# Advice for a Reluctant Lr Consultant



## Nicky3540 (Dec 28, 2019)

A photographer acquaintance has asked me for help with some Lr tasks. I tried to tactfully decline, partly because I’m totally a Mac person and he runs Lr Classic on Windows, and partly because it’s not what I do. But he’s persistent, so I agreed to help out.

I’m an advanced user (an ACE), so I know my way around Lr, but I don’t regularly do the kind of things he wants—and never on Windows. So I did some research and decided how to proceed. I’m sure there are some variables about his system that will affect my plans, but I won’t discover those till I get there and start working on his computer.

Here are his requests and how I plan to proceed:

*Converge everything into one catalog*—I assume he’s got multiple catalogs on his hard drive. I’d start with one Master catalog, then use the Import from Another Catalog workflow to combine them all.​​*Get rid of duplicates*—I think he’s talking about actual duplicates, not virtual copies. I’ve read that you have to search for and delete duplicates one by one, unless you buy a plug-in. Sounds like a pain.​​*Change the filing system to make simple links rather than extended complicated ones*—I believe what he wants here is to simplify the folder hierarchy. I’d move child folders into parent folders wherever possible. I’d also recommend he start importing files by date using the year/month/day format.​​*Store everything on a single portable hard drive (5 TB) with a backup on a second portable hard drive*—By “everything,” I assume he means all his photos, not his catalog. Storing photos on an external drive seems simple, but backing up from one drive to another requires extra software, like ViceVersa, doesn’t it? I think I’ll recommend he buy that to make ongoing backups of his primary external drive. Or I could recommend he subscribe to a cloud backup like Backblaze for his computer and external drive.​
Sorry for the long post. I’d appreciate any advice on a better way to proceed, especially if there are Windows-specific differences a Mac user like me wouldn't know about . (BTW, the Lr version and OS answers are for his system, not mine.)


----------



## PhilBurton (Dec 28, 2019)

I concur mostly with your recommendations.  In fact, we could eventually have a blog post called "Lightroom Data Hygeine," summarizing such recommendations.

Lots of people here advocate a date-based filing system, something like YYYY-MM-DD.

When reorganizing the file system, make all changes inside Lightroom.  

I don't concur with the recommendation for a portable hard drive unless there is a specific reason to do so.  For a desktop system, performance will be much better with an internal hard drive (in the system case) than an external drive.  For a laptop, there is usually no alternative for the amount of storage needed.

Rather than a "second" EHD, the recommendatiion could be, "Do backups frequently of all your photo files."   "Back up the system catalog every time Lightroom is closed."


----------



## Rob_Cullen (Dec 28, 2019)

My thoughts-
*1. Converge everything into one catalog*—I assume he’s got multiple catalogs on his hard drive.
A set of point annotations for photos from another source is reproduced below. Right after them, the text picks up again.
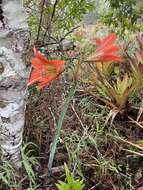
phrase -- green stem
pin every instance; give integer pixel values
(59, 126)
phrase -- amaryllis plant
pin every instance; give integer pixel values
(98, 70)
(44, 71)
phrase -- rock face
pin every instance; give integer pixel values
(14, 42)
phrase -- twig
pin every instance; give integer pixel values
(133, 152)
(41, 18)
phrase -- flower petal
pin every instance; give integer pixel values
(39, 55)
(34, 77)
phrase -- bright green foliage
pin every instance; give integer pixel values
(58, 18)
(124, 15)
(71, 183)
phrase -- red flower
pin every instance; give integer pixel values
(106, 49)
(44, 71)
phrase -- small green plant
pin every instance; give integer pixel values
(71, 183)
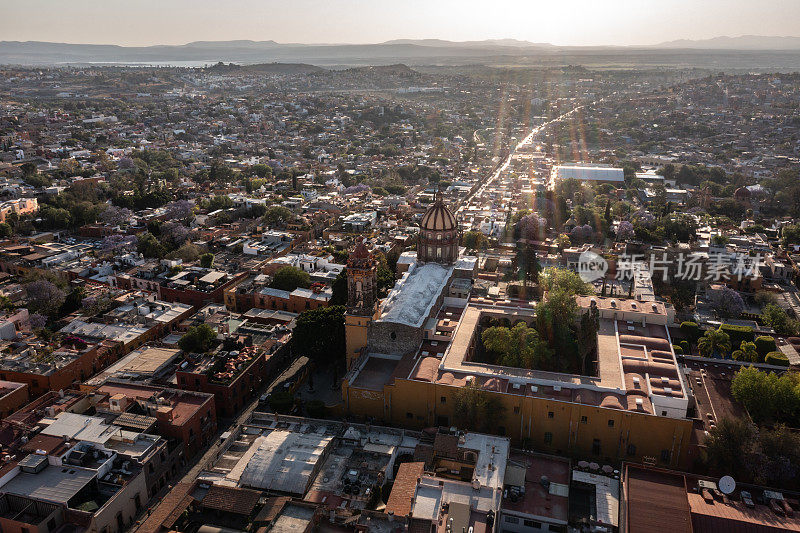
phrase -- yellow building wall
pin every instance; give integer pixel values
(526, 420)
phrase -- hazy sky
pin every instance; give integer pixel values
(563, 22)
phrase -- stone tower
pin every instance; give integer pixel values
(362, 299)
(362, 280)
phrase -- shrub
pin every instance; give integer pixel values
(738, 334)
(281, 402)
(691, 331)
(764, 345)
(316, 409)
(776, 358)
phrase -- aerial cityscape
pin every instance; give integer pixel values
(315, 266)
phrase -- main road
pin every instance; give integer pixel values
(529, 139)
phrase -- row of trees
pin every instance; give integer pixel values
(768, 457)
(767, 396)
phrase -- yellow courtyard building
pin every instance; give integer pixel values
(409, 355)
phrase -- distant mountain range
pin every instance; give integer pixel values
(744, 42)
(400, 50)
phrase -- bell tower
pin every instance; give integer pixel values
(362, 299)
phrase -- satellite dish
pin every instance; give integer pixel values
(727, 484)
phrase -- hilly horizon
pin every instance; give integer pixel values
(414, 51)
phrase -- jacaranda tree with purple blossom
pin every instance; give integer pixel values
(44, 297)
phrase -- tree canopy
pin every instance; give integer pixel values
(198, 339)
(289, 278)
(319, 334)
(520, 346)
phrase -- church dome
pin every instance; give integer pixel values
(438, 218)
(360, 251)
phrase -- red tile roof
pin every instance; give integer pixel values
(404, 489)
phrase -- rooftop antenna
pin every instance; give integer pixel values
(726, 484)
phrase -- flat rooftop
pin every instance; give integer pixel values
(551, 502)
(53, 484)
(283, 461)
(414, 295)
(636, 364)
(375, 373)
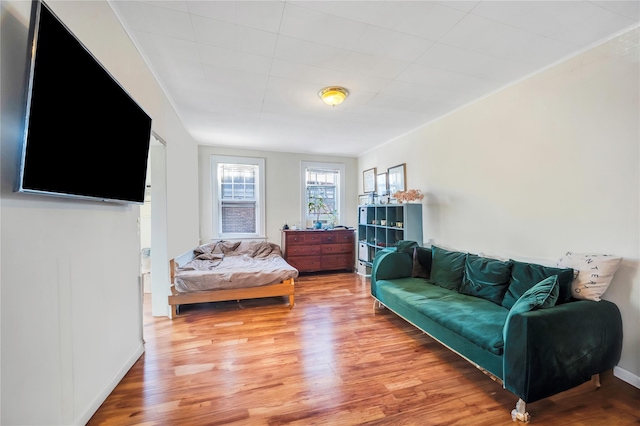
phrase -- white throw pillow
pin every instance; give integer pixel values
(593, 273)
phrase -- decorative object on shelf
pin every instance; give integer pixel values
(410, 195)
(381, 226)
(333, 95)
(381, 184)
(369, 181)
(317, 206)
(397, 177)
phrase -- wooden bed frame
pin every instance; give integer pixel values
(284, 288)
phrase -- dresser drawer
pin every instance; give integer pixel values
(330, 237)
(337, 248)
(303, 250)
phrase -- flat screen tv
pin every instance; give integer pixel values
(84, 135)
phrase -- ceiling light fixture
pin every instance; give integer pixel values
(333, 95)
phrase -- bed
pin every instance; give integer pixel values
(230, 270)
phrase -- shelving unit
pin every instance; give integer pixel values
(382, 225)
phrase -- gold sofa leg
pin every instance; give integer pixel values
(520, 412)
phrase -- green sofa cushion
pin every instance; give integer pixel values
(542, 295)
(478, 320)
(486, 278)
(525, 275)
(447, 268)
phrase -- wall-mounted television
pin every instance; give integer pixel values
(84, 135)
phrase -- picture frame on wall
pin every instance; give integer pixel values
(381, 183)
(397, 177)
(369, 180)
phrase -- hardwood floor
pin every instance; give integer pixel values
(328, 361)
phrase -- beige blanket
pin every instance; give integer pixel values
(227, 265)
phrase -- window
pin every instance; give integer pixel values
(323, 181)
(238, 185)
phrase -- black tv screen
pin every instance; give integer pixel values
(84, 134)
I’d start with one Master catalog, then use the Import from Another Catalog workflow to combine them all. 
-Yes.  (and then tidy {delete} unused catalogs to avoid confusion, Tidy Catalog backups- checking they go to another drive)
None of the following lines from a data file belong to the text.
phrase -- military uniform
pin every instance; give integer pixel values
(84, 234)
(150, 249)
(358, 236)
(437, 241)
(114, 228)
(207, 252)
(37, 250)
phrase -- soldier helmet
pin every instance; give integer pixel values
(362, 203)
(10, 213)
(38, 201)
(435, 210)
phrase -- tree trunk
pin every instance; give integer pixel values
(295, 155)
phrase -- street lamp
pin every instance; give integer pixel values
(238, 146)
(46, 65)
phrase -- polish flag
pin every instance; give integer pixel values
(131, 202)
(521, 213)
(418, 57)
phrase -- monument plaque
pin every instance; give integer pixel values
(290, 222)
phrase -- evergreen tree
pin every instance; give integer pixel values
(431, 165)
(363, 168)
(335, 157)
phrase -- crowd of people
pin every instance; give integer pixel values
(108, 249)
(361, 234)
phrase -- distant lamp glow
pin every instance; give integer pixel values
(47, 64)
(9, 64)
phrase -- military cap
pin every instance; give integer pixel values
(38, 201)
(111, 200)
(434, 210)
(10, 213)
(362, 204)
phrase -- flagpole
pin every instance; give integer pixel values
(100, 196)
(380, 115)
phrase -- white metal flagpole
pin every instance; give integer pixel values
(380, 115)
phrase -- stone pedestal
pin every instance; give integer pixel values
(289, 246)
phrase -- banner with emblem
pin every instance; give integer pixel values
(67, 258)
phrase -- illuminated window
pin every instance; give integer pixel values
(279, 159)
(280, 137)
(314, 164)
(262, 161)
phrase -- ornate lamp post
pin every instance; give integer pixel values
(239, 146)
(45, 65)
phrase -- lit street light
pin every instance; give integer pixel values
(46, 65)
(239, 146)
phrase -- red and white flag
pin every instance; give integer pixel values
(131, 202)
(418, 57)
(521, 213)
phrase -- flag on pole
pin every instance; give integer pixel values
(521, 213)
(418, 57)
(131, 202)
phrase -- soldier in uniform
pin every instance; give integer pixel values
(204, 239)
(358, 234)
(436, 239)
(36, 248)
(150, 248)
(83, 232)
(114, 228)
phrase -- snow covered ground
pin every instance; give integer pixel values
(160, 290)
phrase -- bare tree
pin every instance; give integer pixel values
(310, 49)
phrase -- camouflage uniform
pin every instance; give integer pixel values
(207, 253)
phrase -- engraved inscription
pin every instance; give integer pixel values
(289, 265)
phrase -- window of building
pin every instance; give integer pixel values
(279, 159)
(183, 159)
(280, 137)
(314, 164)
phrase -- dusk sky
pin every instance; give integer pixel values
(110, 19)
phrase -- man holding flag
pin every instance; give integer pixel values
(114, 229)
*2. Get rid of duplicates*—I think he’s talking about actual duplicates, not virtual copies. I’ve read that you have to search for and delete duplicates one by one, unless you buy a plug-in. 
-No need to buy but you can donate- Teekesselchen: Home
https://www.lightroomqueen.com/clea...341141061&mc_cid=58bb43978c&mc_eid=72d1e66496
*3. Change the filing system to make simple links rather than extended complicated ones*—I believe what he wants here is to simplify the folder hierarchy. I’d move child folders into parent folders wherever possible. 
Not essential. Encourage use of Keywords and Collections to 'find' photos.
Combine with step (4 while using Lr to move folders to the large drive.
https://www.lightroomqueen.com/move-photos-another-hard-drive-leaving-catalog/
I’d also recommend he start importing files by date using the year/month/day format. 
Yes. Setup an Import Preset that does this.

*4) Store everything on a single portable hard drive (5 TB) with a backup on a second portable hard drive* 
Yes.


----------



## Paul_DS256 (Dec 29, 2019)

Just touching on and adding to the above.
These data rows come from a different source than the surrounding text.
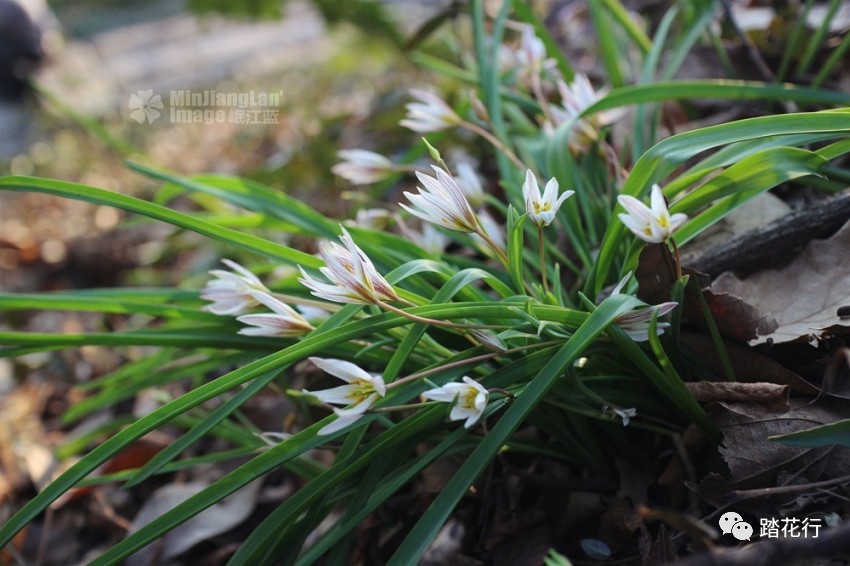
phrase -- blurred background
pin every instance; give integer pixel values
(106, 74)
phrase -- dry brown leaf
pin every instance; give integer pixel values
(802, 297)
(770, 395)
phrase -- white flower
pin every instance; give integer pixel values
(313, 314)
(653, 225)
(469, 399)
(624, 414)
(284, 322)
(532, 51)
(441, 201)
(232, 293)
(353, 277)
(145, 106)
(372, 218)
(429, 114)
(361, 392)
(542, 209)
(362, 167)
(636, 323)
(468, 181)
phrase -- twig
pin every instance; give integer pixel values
(768, 491)
(770, 245)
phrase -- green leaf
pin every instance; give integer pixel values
(131, 204)
(721, 89)
(665, 156)
(515, 248)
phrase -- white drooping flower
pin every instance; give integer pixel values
(362, 167)
(283, 321)
(531, 53)
(442, 202)
(494, 229)
(470, 184)
(636, 322)
(468, 399)
(578, 96)
(625, 414)
(542, 208)
(652, 224)
(429, 114)
(232, 293)
(353, 278)
(361, 392)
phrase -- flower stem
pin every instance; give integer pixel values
(542, 260)
(474, 359)
(494, 141)
(401, 407)
(293, 300)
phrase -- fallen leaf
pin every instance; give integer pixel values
(770, 395)
(749, 365)
(748, 452)
(802, 297)
(734, 318)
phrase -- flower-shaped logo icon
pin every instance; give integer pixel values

I use a YYYYMMDD_HHMMSS file name convention. I also have a -SS-n extension when I've taken rapid action shots. This keeps all files unique regardless of the directory structure.
I've seen a lot of talk on the best directory structure to use.  Personally, I use a structure based on location because if I need to look for a photo, I'll have an idea of where I was when I took it. However, as I-SEE-LIGHT mentioned, you should look at including keywords for look ups. Also make sure other metadata data such as location is set. By relying on keywords and metadata you can both find photos easier and get organization benefits such as Smart Collections. I would put your friend in charge of updating keywording and metadata . 
I'm with Philburton on where to store the pictures and catalog.  I have everything on an internal 2TB drive. I have an automatic nightly backup to an external drive. I also do a separate monthly full backup of my system I keep in a fire resistant safe.


----------



## msmack (Dec 29, 2019)

My Heirarchy is 2019
                                        1-2 San Francisco
                                        1-4 China Town
                                        12-25 Xmas
                                   2020
                                       1-1 New Years Day Party

I use Keywords and Collections.   98% of the time I can find what I am looking for.   The other 2% is most likely Operator Error.

I use a Windows 10 Desktop but often help people using a MAC.    Not much difference.  In Windows File Structure is under Windows Explorer (Drive Letter) and in MAC it is in Finder under Drive Letter.


----------



## Jim Wilde (Dec 29, 2019)

Paul_DS256 said:


> I'm with Philburton on where to store the pictures and catalog.  I have everything on an internal 2TB drive. I have an automatic nightly backup to an external drive. I also do a separate monthly full backup of my system I keep in a fire resistant safe.


For placement of the catalog, the general advice is whenever possible to put it on the fastest drive. For placement of images, it is less important to have the images on the fastest drive (I certainly wouldn't, and don't, store my main library on a more expensive SSD or faster). Apart from importing, i.e. copying the imported files to the library drive, there would likely be little or no noticeable performance difference with the images on any reasonably performing external drive, e.g. USB3 connected, 7200 rpm spinning speed. 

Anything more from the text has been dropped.